Did you finally get Morgan's tongue clipped? 3 of my 4 had that done. Made a big difference.
Charlo said…
Oh, if you are interested, a schoolmate of mine, who is also a hardcore breast-feeding activist, is involved with this group in Salt lake

I think they have meetings and classes and such. I'm not sure because I haven't payed too much attention... I'm pro breast feeding and all, but seeing as I have no babies, I haven't been tracking it to closely.

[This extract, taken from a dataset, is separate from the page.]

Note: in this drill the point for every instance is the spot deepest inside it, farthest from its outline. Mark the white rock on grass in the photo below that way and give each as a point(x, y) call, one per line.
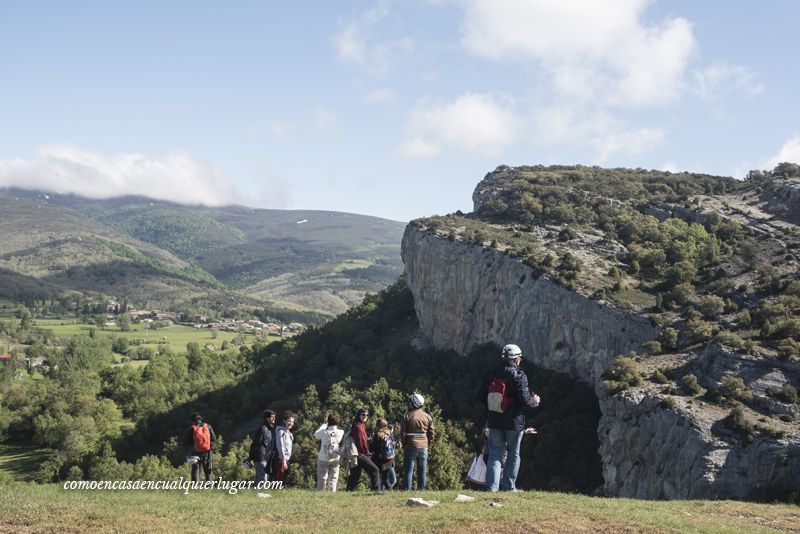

Ryan had his tongue clipped as a baby. And I wish I could do it all over again for Seth and DEF Cade's birth. The ones with Leah and Matt were better. The first time is always the most confusing. After that you learn to take control at the second birth. We are usually just a paycheck patient to most hospitals/birth centers. We are the give money/get stuff done/get kicked out.
Anonymous said…
Thank you so much for your post. I always wondered why I struggled so much with bf, and ended up giving up and just pumping for 5.5 months, it was b/c of a tongue tie and never realized it! Now I'm better prepared for the future!
Anonymous said…
Good post, adding it to my blog now, thanks. :)
Anonymous said…
Thanks for posting. I enjoyed reading your birth story and the follow-up. I think there is such a tremendous amount of relief when you leave the hospital with a healthy baby that it can take awhile before you say, "Hey! Those people I thought were helping me actually made things harder!" While many aspects of my story are different, there were a lot of similarities and it was nice to read your coherent, organized thoughts.(I have never written down the whole account of my experiences). Eight years later, I am a couple of months away from son#2 and, hopefully, I will do much better this time, knowing what I know now. Good luck to you.